Current location - Education and Training Encyclopedia - Graduation thesis - How to detect the similarity of papers?
How to detect the similarity of papers?
Paper similarity detection is a technique used to evaluate the similarity between two papers. It can help the author to ensure the originality of the paper and avoid copying the achievements of others. At present, there are many methods that can be used to detect the similarity of papers, including text comparison, statistics and machine learning.

Methods based on text comparison usually use cosine similarity or Jacques similarity to compare the similarity between two papers. These methods usually need to convert papers into vector representations, and then calculate the similarity between vectors. This method is simple and easy to use, but it may not capture more complex semantic relations in the paper.
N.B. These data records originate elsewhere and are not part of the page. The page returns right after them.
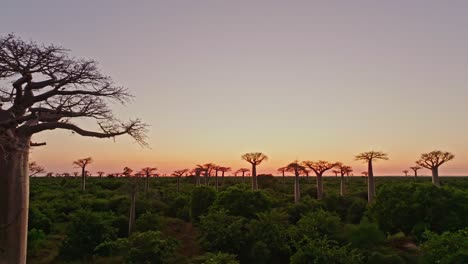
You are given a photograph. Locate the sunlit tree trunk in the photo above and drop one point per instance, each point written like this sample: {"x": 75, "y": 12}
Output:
{"x": 370, "y": 183}
{"x": 435, "y": 176}
{"x": 14, "y": 200}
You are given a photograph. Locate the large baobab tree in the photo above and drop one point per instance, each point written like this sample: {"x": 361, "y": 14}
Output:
{"x": 343, "y": 170}
{"x": 432, "y": 161}
{"x": 147, "y": 172}
{"x": 319, "y": 168}
{"x": 49, "y": 89}
{"x": 369, "y": 158}
{"x": 35, "y": 169}
{"x": 82, "y": 164}
{"x": 178, "y": 174}
{"x": 255, "y": 159}
{"x": 415, "y": 169}
{"x": 296, "y": 168}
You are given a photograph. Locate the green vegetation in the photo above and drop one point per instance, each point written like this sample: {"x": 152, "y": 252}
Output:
{"x": 410, "y": 221}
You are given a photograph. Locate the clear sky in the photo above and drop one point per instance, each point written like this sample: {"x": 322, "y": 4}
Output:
{"x": 303, "y": 80}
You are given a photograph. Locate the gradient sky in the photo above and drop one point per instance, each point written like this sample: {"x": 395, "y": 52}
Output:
{"x": 303, "y": 80}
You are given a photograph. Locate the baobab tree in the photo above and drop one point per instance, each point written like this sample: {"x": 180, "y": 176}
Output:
{"x": 415, "y": 169}
{"x": 49, "y": 89}
{"x": 369, "y": 158}
{"x": 255, "y": 159}
{"x": 178, "y": 174}
{"x": 319, "y": 168}
{"x": 343, "y": 170}
{"x": 296, "y": 168}
{"x": 82, "y": 164}
{"x": 432, "y": 161}
{"x": 147, "y": 172}
{"x": 35, "y": 169}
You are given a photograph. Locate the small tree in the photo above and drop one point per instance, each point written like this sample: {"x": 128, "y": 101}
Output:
{"x": 319, "y": 167}
{"x": 83, "y": 163}
{"x": 35, "y": 169}
{"x": 296, "y": 168}
{"x": 254, "y": 158}
{"x": 369, "y": 158}
{"x": 432, "y": 161}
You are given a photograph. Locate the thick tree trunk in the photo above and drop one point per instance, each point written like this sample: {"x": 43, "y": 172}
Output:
{"x": 297, "y": 190}
{"x": 254, "y": 178}
{"x": 435, "y": 176}
{"x": 342, "y": 185}
{"x": 14, "y": 200}
{"x": 83, "y": 179}
{"x": 370, "y": 183}
{"x": 319, "y": 187}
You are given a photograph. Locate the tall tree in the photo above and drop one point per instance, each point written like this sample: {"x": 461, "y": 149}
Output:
{"x": 432, "y": 161}
{"x": 35, "y": 169}
{"x": 319, "y": 168}
{"x": 296, "y": 168}
{"x": 415, "y": 169}
{"x": 48, "y": 90}
{"x": 148, "y": 172}
{"x": 255, "y": 159}
{"x": 343, "y": 170}
{"x": 369, "y": 157}
{"x": 82, "y": 164}
{"x": 178, "y": 174}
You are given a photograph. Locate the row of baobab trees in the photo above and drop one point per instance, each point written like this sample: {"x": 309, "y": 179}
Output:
{"x": 432, "y": 161}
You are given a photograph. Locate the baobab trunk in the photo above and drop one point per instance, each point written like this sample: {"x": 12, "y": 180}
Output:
{"x": 14, "y": 200}
{"x": 254, "y": 178}
{"x": 370, "y": 183}
{"x": 435, "y": 176}
{"x": 319, "y": 187}
{"x": 297, "y": 190}
{"x": 83, "y": 179}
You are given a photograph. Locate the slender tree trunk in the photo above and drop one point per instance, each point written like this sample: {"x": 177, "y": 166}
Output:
{"x": 435, "y": 176}
{"x": 319, "y": 187}
{"x": 370, "y": 183}
{"x": 14, "y": 200}
{"x": 297, "y": 190}
{"x": 83, "y": 179}
{"x": 254, "y": 178}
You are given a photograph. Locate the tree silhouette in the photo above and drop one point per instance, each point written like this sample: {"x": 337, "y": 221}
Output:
{"x": 319, "y": 168}
{"x": 369, "y": 158}
{"x": 82, "y": 164}
{"x": 48, "y": 90}
{"x": 254, "y": 158}
{"x": 35, "y": 169}
{"x": 432, "y": 161}
{"x": 415, "y": 169}
{"x": 296, "y": 168}
{"x": 147, "y": 172}
{"x": 343, "y": 170}
{"x": 178, "y": 174}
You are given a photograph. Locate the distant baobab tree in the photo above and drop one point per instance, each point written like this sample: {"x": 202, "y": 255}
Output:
{"x": 147, "y": 172}
{"x": 35, "y": 169}
{"x": 296, "y": 168}
{"x": 49, "y": 89}
{"x": 369, "y": 158}
{"x": 178, "y": 174}
{"x": 343, "y": 170}
{"x": 415, "y": 169}
{"x": 319, "y": 168}
{"x": 255, "y": 159}
{"x": 432, "y": 161}
{"x": 82, "y": 164}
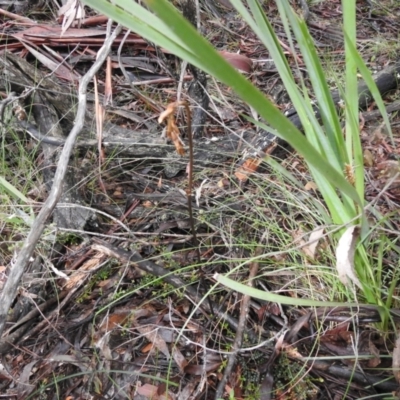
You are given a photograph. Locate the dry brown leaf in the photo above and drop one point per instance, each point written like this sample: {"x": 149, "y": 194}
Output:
{"x": 310, "y": 249}
{"x": 71, "y": 11}
{"x": 368, "y": 158}
{"x": 396, "y": 360}
{"x": 238, "y": 61}
{"x": 345, "y": 256}
{"x": 172, "y": 131}
{"x": 310, "y": 186}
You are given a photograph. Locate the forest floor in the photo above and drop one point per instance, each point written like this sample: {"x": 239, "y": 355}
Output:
{"x": 115, "y": 303}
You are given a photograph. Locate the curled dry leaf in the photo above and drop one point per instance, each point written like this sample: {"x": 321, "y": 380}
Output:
{"x": 396, "y": 360}
{"x": 238, "y": 61}
{"x": 345, "y": 256}
{"x": 172, "y": 131}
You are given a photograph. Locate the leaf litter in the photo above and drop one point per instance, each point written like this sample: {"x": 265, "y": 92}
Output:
{"x": 114, "y": 326}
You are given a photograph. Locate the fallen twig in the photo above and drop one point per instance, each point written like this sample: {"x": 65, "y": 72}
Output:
{"x": 38, "y": 226}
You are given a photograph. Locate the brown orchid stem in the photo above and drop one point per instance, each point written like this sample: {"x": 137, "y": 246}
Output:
{"x": 190, "y": 176}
The method based on statistics evaluates the similarity between the two papers by analyzing their lexical distribution, syntactic structure and semantic information. This method usually requires in-depth language analysis of the paper, so it requires a large amount of calculation. However, it can capture the language features in the paper more accurately, thus providing more accurate similarity detection results. The model can predict the similarity between the input paper and other papers according to the content of the paper. This method usually needs a lot of labeled data for training, and the model needs to be optimized to obtain the best performance. However, once the training is completed, this method can quickly and accurately detect the similarity between the two papers.